# Cheap flatpack vivs



## Darren25 (Oct 4, 2008)

Looking for a 4x2x2 standard flatpack viv. Where is the best place to get one? Most I've seen have been in the £120-140 range. Building my own isn't an option cause my DIY skills are on par with Gordon Browns leadership skills....ZERO!


----------



## georgieabc123 (Jul 17, 2008)

i know someone in essex who delivers she sells 4x2x2 for 95 and its made out of solid oak she carges 1 pound a mile to deliver she has a link on gumtree 
Custom Made Vivarium (S Rainham, Essex Dogs in London there good i got 2 vivs from her they where top quality:2thumb: and its already put together for you


----------



## 15060 (Feb 17, 2008)

:blush: yep thats me, guilty as charged.......lol

We do deliver, but our vivs are of the highest quality, and therefore not flat packed, ur more than welcome to come and visit us if it is a top quality vivarium u are looking for


----------



## georgieabc123 (Jul 17, 2008)

lol see im giving you customers :lol2:


----------



## 15060 (Feb 17, 2008)

ill have to put u on the payroll......:lol2:


----------



## Skyespirit86 (Feb 23, 2008)

I have found reptilekeeping.com and swellreptiles.co.uk as being the cheapest. Both deliver the vivs for free or the postage is included in the price. I recently got the largest aquapac vivexotic vivarium available which is 55inch long for £148.95 which is the cheapest I can find on the net. Swell reptiles were selling it for £160 which is also not a _bad_ deal but everywhere else it was £180+ 

You can get a 4ft by 1.5 ft on reptilekeeping.com for £112.95 inc p &p. (I don't recall seeing vivs among the current aquapac range that are more than 1.5ft in width unless you get the huge 55inch one... aquapac is the only brand of wooden vivs that I commonly see- only other option being get one custom built, or DIY)


----------



## 15060 (Feb 17, 2008)

plus, if im correct, they are only 15mm compared to 18mm offered by viv builders.

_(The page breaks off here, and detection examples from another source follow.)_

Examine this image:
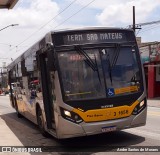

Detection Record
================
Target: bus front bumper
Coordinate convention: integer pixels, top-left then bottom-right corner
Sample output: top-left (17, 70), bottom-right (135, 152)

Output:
top-left (57, 107), bottom-right (147, 139)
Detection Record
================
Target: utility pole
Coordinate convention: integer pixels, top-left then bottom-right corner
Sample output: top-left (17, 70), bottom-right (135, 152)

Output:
top-left (133, 6), bottom-right (136, 32)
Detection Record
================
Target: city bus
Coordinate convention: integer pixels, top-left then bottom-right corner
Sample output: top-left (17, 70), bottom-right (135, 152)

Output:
top-left (8, 27), bottom-right (147, 139)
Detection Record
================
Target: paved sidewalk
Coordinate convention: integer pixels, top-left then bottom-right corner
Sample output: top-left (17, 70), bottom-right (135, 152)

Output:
top-left (147, 97), bottom-right (160, 108)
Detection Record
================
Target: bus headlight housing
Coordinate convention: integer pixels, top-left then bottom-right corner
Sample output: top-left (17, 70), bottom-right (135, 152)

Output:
top-left (60, 108), bottom-right (83, 124)
top-left (132, 99), bottom-right (147, 115)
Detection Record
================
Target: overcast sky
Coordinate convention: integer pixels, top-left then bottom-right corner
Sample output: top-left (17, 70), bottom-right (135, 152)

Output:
top-left (0, 0), bottom-right (160, 66)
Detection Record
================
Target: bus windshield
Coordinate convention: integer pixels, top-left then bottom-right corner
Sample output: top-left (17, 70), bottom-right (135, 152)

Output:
top-left (58, 44), bottom-right (140, 101)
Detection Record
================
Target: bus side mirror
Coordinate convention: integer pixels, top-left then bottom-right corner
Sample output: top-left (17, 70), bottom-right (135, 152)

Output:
top-left (47, 44), bottom-right (57, 71)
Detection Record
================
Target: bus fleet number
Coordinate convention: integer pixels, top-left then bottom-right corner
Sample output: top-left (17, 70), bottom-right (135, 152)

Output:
top-left (114, 110), bottom-right (128, 116)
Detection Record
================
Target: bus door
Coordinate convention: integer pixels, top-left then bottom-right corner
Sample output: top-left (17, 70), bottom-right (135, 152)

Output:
top-left (39, 52), bottom-right (55, 130)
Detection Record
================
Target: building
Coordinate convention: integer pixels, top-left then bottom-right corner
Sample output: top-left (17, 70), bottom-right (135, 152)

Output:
top-left (139, 42), bottom-right (160, 98)
top-left (0, 0), bottom-right (18, 9)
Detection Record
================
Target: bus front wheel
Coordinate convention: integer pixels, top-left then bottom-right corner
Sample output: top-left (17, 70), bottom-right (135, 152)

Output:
top-left (14, 100), bottom-right (22, 118)
top-left (37, 107), bottom-right (49, 137)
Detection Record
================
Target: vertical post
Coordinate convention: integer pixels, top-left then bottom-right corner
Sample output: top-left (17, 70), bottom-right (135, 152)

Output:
top-left (133, 6), bottom-right (136, 32)
top-left (148, 63), bottom-right (155, 98)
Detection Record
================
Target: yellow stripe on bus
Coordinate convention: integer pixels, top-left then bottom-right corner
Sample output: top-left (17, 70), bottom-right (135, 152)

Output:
top-left (73, 100), bottom-right (139, 122)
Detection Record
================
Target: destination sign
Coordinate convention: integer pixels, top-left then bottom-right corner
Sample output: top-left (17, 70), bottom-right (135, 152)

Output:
top-left (53, 31), bottom-right (135, 45)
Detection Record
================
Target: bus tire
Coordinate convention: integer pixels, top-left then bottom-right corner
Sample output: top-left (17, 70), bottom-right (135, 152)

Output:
top-left (36, 106), bottom-right (49, 137)
top-left (14, 99), bottom-right (22, 118)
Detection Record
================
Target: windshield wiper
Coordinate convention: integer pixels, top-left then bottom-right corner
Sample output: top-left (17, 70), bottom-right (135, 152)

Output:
top-left (111, 43), bottom-right (120, 70)
top-left (75, 46), bottom-right (101, 84)
top-left (105, 43), bottom-right (120, 85)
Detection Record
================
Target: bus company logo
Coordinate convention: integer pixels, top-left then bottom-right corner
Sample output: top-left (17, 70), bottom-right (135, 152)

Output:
top-left (87, 114), bottom-right (103, 117)
top-left (105, 111), bottom-right (111, 117)
top-left (101, 104), bottom-right (113, 109)
top-left (2, 147), bottom-right (12, 152)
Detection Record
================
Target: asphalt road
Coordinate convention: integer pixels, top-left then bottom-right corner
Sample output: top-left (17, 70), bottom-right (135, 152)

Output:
top-left (0, 96), bottom-right (160, 155)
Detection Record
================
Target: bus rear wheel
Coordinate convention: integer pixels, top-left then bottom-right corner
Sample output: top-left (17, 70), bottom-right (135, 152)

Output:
top-left (37, 107), bottom-right (49, 137)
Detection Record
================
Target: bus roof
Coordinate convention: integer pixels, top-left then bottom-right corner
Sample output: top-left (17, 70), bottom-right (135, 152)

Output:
top-left (51, 26), bottom-right (133, 34)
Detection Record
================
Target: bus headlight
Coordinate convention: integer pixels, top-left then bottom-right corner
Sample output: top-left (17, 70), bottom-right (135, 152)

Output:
top-left (60, 108), bottom-right (83, 123)
top-left (132, 99), bottom-right (147, 115)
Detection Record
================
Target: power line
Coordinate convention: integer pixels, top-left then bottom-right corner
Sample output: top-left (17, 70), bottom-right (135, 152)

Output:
top-left (140, 23), bottom-right (160, 33)
top-left (6, 0), bottom-right (95, 61)
top-left (11, 0), bottom-right (77, 50)
top-left (54, 0), bottom-right (95, 29)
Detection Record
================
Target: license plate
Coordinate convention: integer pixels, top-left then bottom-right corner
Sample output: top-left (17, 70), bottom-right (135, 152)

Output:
top-left (102, 126), bottom-right (117, 132)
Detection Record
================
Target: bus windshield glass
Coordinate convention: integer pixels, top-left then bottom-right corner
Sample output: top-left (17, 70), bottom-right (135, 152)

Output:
top-left (58, 44), bottom-right (140, 101)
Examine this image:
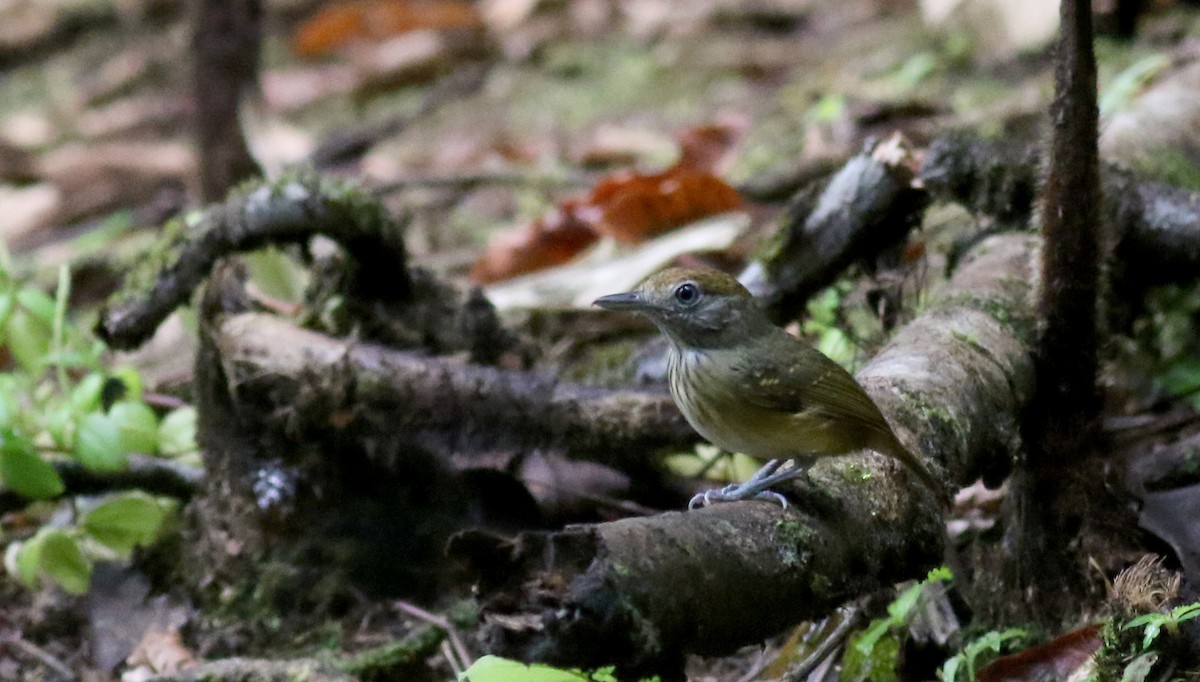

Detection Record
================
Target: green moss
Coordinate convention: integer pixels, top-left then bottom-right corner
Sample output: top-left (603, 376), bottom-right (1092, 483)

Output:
top-left (775, 516), bottom-right (815, 567)
top-left (938, 289), bottom-right (1036, 341)
top-left (809, 573), bottom-right (833, 602)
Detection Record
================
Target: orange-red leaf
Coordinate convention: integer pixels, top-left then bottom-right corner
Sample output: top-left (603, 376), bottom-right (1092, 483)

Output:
top-left (590, 166), bottom-right (742, 244)
top-left (470, 201), bottom-right (599, 285)
top-left (977, 626), bottom-right (1100, 682)
top-left (292, 0), bottom-right (484, 56)
top-left (676, 124), bottom-right (742, 173)
top-left (470, 120), bottom-right (743, 283)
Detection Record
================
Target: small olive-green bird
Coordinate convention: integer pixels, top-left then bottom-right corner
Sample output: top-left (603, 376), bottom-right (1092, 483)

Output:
top-left (595, 268), bottom-right (942, 507)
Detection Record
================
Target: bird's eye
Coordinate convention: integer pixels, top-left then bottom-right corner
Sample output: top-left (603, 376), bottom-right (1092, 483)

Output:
top-left (674, 282), bottom-right (700, 305)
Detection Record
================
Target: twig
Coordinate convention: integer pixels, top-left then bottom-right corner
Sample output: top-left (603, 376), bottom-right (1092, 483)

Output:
top-left (371, 171), bottom-right (592, 196)
top-left (396, 602), bottom-right (474, 674)
top-left (779, 606), bottom-right (866, 682)
top-left (0, 634), bottom-right (76, 680)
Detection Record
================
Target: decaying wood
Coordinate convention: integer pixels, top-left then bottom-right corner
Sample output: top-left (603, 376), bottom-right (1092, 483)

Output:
top-left (96, 173), bottom-right (412, 349)
top-left (454, 235), bottom-right (1038, 672)
top-left (918, 133), bottom-right (1200, 286)
top-left (211, 313), bottom-right (696, 468)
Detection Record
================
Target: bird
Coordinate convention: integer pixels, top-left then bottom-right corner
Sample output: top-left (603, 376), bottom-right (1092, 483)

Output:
top-left (594, 268), bottom-right (944, 509)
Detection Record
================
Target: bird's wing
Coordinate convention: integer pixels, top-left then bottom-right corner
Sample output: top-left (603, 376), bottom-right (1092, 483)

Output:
top-left (737, 340), bottom-right (881, 423)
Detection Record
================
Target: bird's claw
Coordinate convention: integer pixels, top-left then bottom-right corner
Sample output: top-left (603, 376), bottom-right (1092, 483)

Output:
top-left (688, 460), bottom-right (808, 509)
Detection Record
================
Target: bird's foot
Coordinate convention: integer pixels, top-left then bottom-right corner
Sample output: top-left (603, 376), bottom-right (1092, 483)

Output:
top-left (688, 460), bottom-right (808, 509)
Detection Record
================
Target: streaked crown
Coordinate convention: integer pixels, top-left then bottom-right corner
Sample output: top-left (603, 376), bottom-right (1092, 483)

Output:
top-left (595, 268), bottom-right (773, 349)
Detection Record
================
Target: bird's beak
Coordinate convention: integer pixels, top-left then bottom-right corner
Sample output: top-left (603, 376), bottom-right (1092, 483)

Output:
top-left (592, 292), bottom-right (650, 312)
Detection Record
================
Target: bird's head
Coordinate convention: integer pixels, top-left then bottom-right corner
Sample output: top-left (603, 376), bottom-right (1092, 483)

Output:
top-left (594, 268), bottom-right (772, 349)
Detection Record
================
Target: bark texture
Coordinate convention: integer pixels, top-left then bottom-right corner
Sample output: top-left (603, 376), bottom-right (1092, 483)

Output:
top-left (192, 0), bottom-right (263, 202)
top-left (451, 235), bottom-right (1038, 676)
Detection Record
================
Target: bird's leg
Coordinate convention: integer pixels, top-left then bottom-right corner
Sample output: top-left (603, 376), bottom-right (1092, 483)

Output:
top-left (688, 460), bottom-right (811, 509)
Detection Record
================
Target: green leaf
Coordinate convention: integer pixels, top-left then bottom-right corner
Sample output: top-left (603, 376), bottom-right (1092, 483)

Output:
top-left (942, 656), bottom-right (962, 682)
top-left (925, 566), bottom-right (954, 582)
top-left (0, 429), bottom-right (65, 499)
top-left (79, 492), bottom-right (166, 555)
top-left (1171, 603), bottom-right (1200, 623)
top-left (158, 406), bottom-right (199, 457)
top-left (17, 287), bottom-right (54, 329)
top-left (1121, 651), bottom-right (1158, 682)
top-left (8, 307), bottom-right (53, 373)
top-left (1141, 621), bottom-right (1163, 648)
top-left (70, 372), bottom-right (104, 412)
top-left (110, 367), bottom-right (144, 401)
top-left (37, 528), bottom-right (91, 594)
top-left (74, 412), bottom-right (128, 471)
top-left (1099, 54), bottom-right (1171, 119)
top-left (4, 536), bottom-right (42, 590)
top-left (839, 618), bottom-right (900, 682)
top-left (0, 292), bottom-right (17, 337)
top-left (108, 400), bottom-right (158, 455)
top-left (888, 582), bottom-right (925, 627)
top-left (854, 618), bottom-right (892, 657)
top-left (458, 656), bottom-right (588, 682)
top-left (44, 405), bottom-right (74, 450)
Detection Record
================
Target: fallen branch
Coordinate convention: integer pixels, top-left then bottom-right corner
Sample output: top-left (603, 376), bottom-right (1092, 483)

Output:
top-left (212, 313), bottom-right (696, 468)
top-left (918, 133), bottom-right (1200, 287)
top-left (451, 235), bottom-right (1037, 677)
top-left (740, 136), bottom-right (929, 319)
top-left (96, 173), bottom-right (412, 349)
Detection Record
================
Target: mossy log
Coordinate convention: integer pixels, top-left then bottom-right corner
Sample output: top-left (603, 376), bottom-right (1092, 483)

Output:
top-left (451, 235), bottom-right (1038, 676)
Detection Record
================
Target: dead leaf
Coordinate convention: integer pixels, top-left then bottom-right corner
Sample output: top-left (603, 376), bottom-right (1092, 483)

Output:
top-left (126, 628), bottom-right (200, 675)
top-left (590, 166), bottom-right (742, 244)
top-left (470, 120), bottom-right (743, 283)
top-left (976, 626), bottom-right (1100, 682)
top-left (470, 201), bottom-right (599, 283)
top-left (292, 0), bottom-right (484, 58)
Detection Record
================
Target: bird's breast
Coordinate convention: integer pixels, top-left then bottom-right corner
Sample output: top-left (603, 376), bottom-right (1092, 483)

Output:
top-left (667, 349), bottom-right (828, 459)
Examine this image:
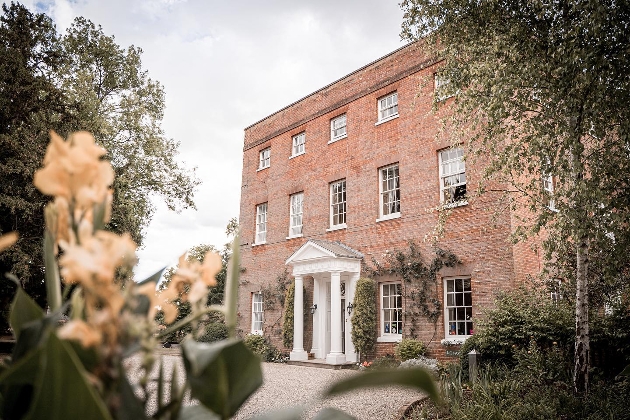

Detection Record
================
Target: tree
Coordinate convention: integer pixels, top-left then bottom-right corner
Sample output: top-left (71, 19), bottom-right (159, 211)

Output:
top-left (401, 0), bottom-right (630, 392)
top-left (0, 3), bottom-right (199, 329)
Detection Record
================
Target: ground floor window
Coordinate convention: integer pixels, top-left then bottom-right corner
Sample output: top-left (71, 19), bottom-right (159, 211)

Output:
top-left (252, 293), bottom-right (263, 334)
top-left (381, 283), bottom-right (402, 336)
top-left (444, 277), bottom-right (474, 338)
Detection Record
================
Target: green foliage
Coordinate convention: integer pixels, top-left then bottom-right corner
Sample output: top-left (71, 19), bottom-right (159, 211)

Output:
top-left (460, 287), bottom-right (575, 375)
top-left (282, 283), bottom-right (295, 349)
top-left (0, 3), bottom-right (199, 332)
top-left (243, 334), bottom-right (282, 362)
top-left (369, 354), bottom-right (400, 370)
top-left (350, 277), bottom-right (377, 355)
top-left (401, 0), bottom-right (630, 392)
top-left (365, 241), bottom-right (460, 336)
top-left (395, 338), bottom-right (427, 361)
top-left (198, 322), bottom-right (228, 343)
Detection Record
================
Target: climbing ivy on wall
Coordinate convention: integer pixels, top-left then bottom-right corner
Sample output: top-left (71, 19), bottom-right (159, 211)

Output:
top-left (350, 278), bottom-right (376, 355)
top-left (364, 241), bottom-right (461, 337)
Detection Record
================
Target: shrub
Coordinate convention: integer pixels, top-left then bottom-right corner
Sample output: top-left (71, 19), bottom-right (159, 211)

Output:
top-left (197, 322), bottom-right (228, 343)
top-left (395, 338), bottom-right (427, 361)
top-left (243, 334), bottom-right (284, 362)
top-left (351, 278), bottom-right (376, 355)
top-left (370, 354), bottom-right (400, 369)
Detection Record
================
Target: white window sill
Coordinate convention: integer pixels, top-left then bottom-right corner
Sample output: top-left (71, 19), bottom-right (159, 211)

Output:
top-left (376, 213), bottom-right (400, 223)
top-left (440, 335), bottom-right (470, 346)
top-left (374, 114), bottom-right (400, 126)
top-left (442, 200), bottom-right (468, 209)
top-left (326, 223), bottom-right (348, 232)
top-left (376, 334), bottom-right (402, 343)
top-left (328, 134), bottom-right (348, 144)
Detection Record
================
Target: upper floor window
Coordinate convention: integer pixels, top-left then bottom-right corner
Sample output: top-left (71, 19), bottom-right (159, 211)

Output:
top-left (378, 92), bottom-right (398, 122)
top-left (330, 114), bottom-right (347, 142)
top-left (439, 147), bottom-right (467, 204)
top-left (381, 283), bottom-right (402, 338)
top-left (291, 133), bottom-right (306, 156)
top-left (444, 278), bottom-right (474, 338)
top-left (258, 147), bottom-right (271, 170)
top-left (252, 293), bottom-right (264, 334)
top-left (330, 179), bottom-right (346, 229)
top-left (289, 193), bottom-right (304, 238)
top-left (254, 203), bottom-right (267, 244)
top-left (378, 164), bottom-right (400, 219)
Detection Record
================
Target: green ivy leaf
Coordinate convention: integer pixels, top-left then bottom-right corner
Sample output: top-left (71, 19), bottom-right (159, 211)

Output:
top-left (325, 368), bottom-right (439, 401)
top-left (182, 339), bottom-right (262, 418)
top-left (26, 334), bottom-right (111, 420)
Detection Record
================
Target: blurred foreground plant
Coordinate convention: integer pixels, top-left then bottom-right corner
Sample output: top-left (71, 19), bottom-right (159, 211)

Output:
top-left (0, 132), bottom-right (437, 420)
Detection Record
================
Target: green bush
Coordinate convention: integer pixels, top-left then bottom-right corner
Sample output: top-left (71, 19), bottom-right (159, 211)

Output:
top-left (243, 334), bottom-right (284, 362)
top-left (395, 338), bottom-right (427, 361)
top-left (370, 354), bottom-right (400, 369)
top-left (282, 282), bottom-right (295, 349)
top-left (350, 278), bottom-right (377, 355)
top-left (197, 322), bottom-right (228, 343)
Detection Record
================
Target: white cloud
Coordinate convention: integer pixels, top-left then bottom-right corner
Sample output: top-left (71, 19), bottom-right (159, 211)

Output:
top-left (18, 0), bottom-right (402, 276)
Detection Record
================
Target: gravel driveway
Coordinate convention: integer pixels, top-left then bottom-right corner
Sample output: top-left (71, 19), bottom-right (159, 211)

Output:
top-left (234, 363), bottom-right (422, 420)
top-left (138, 349), bottom-right (423, 420)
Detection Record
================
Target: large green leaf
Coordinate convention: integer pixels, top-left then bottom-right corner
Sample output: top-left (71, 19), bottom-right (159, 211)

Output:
top-left (9, 287), bottom-right (44, 340)
top-left (326, 368), bottom-right (439, 401)
top-left (182, 339), bottom-right (262, 418)
top-left (27, 334), bottom-right (111, 420)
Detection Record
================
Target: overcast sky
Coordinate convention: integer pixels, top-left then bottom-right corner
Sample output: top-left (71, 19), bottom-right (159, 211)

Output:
top-left (23, 0), bottom-right (404, 279)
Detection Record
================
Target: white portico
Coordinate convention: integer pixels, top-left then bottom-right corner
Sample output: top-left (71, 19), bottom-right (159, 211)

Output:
top-left (286, 239), bottom-right (363, 365)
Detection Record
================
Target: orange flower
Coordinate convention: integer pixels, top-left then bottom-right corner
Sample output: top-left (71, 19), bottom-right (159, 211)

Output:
top-left (0, 232), bottom-right (18, 252)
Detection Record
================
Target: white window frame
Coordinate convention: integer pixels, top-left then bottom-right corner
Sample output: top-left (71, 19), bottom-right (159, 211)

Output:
top-left (376, 92), bottom-right (398, 125)
top-left (254, 203), bottom-right (268, 245)
top-left (252, 292), bottom-right (265, 335)
top-left (328, 178), bottom-right (348, 231)
top-left (443, 276), bottom-right (474, 341)
top-left (328, 114), bottom-right (348, 143)
top-left (438, 147), bottom-right (468, 207)
top-left (287, 192), bottom-right (304, 239)
top-left (376, 282), bottom-right (403, 342)
top-left (258, 147), bottom-right (271, 171)
top-left (376, 163), bottom-right (400, 222)
top-left (291, 131), bottom-right (306, 157)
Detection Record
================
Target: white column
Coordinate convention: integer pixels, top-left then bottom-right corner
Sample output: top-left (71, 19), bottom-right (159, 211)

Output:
top-left (311, 276), bottom-right (323, 359)
top-left (342, 273), bottom-right (359, 362)
top-left (326, 271), bottom-right (346, 365)
top-left (289, 276), bottom-right (308, 360)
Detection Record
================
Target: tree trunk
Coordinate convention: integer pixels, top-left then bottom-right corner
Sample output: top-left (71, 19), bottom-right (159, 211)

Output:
top-left (573, 236), bottom-right (591, 394)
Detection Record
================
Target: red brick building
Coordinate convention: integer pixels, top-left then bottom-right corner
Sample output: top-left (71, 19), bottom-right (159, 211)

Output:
top-left (239, 43), bottom-right (539, 364)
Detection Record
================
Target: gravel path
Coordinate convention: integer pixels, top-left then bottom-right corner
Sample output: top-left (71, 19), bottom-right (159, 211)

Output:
top-left (128, 349), bottom-right (422, 420)
top-left (234, 363), bottom-right (422, 420)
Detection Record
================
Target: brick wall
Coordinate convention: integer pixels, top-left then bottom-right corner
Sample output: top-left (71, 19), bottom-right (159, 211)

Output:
top-left (239, 44), bottom-right (538, 357)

Features - solid back. Vivexotic vivarium / vivarium cabinet features, 15mm thick wood. Frogs, tortoises, geckos, lizards, snakes suitable


----------



## Darren25 (Oct 4, 2008)

loobylou211 said:


> :blush: yep thats me, guilty as charged.......lol
> 
> We do deliver, but our vivs are of the highest quality, and therefore not flat packed, ur more than welcome to come and visit us if it is a top quality vivarium u are looking for


Delivery would cost more then the viv which is a shame.


----------



## 15060 (Feb 17, 2008)

well i make a great cup of tea if u wanted to come and collect


----------



## 15060 (Feb 17, 2008)

I make a great cup of tea, if u want to pop over and collect one, weve had people travel hundreds of miles for our vivs.......more the merrier! :lol2:


----------



## Darren25 (Oct 4, 2008)

No car/license, so no can do.

I need to move to Essex really lol good shops, loads of snakes for sell in the area etc here in Plymouth they only sell baseball caps and trackie bottoms.

Undecided on what's going in it yet lol it's a throw up between a 08 BRB or an 04 Jungle.


----------



## debcot1 (May 13, 2008)

www.livefoodsbypost.co.uk do the vivexotic 4ft for £99.99 online price, not sure how much the delivery is though.:2thumb:


----------



## Lotus Nut (Jan 7, 2008)

If you had posted couple of weeks ago i could have delivered one as i was in Cornwall last weekend and delivered couple of 4x2x2's and a small stack.


----------



## Darren25 (Oct 4, 2008)

debcot1 said:


> www.livefoodsbypost.co.uk do the vivexotic 4ft for £99.99 online price, not sure how much the delivery is though.:2thumb:


Cheaper then that! £69.99 for a 4 footer. Next day courier so prob around £30ish for p&p.

Cheers


----------



## Lotus Nut (Jan 7, 2008)

Darren25 said:


> Cheaper then that! £69.99 for a 4 footer. Next day courier so prob around £30ish for p&p.
> 
> Cheers


The value vivs at that price are only 15" deep with ordinary hardboard backs, for adult beardies the suggested floor space is 4ft x 2ft.


----------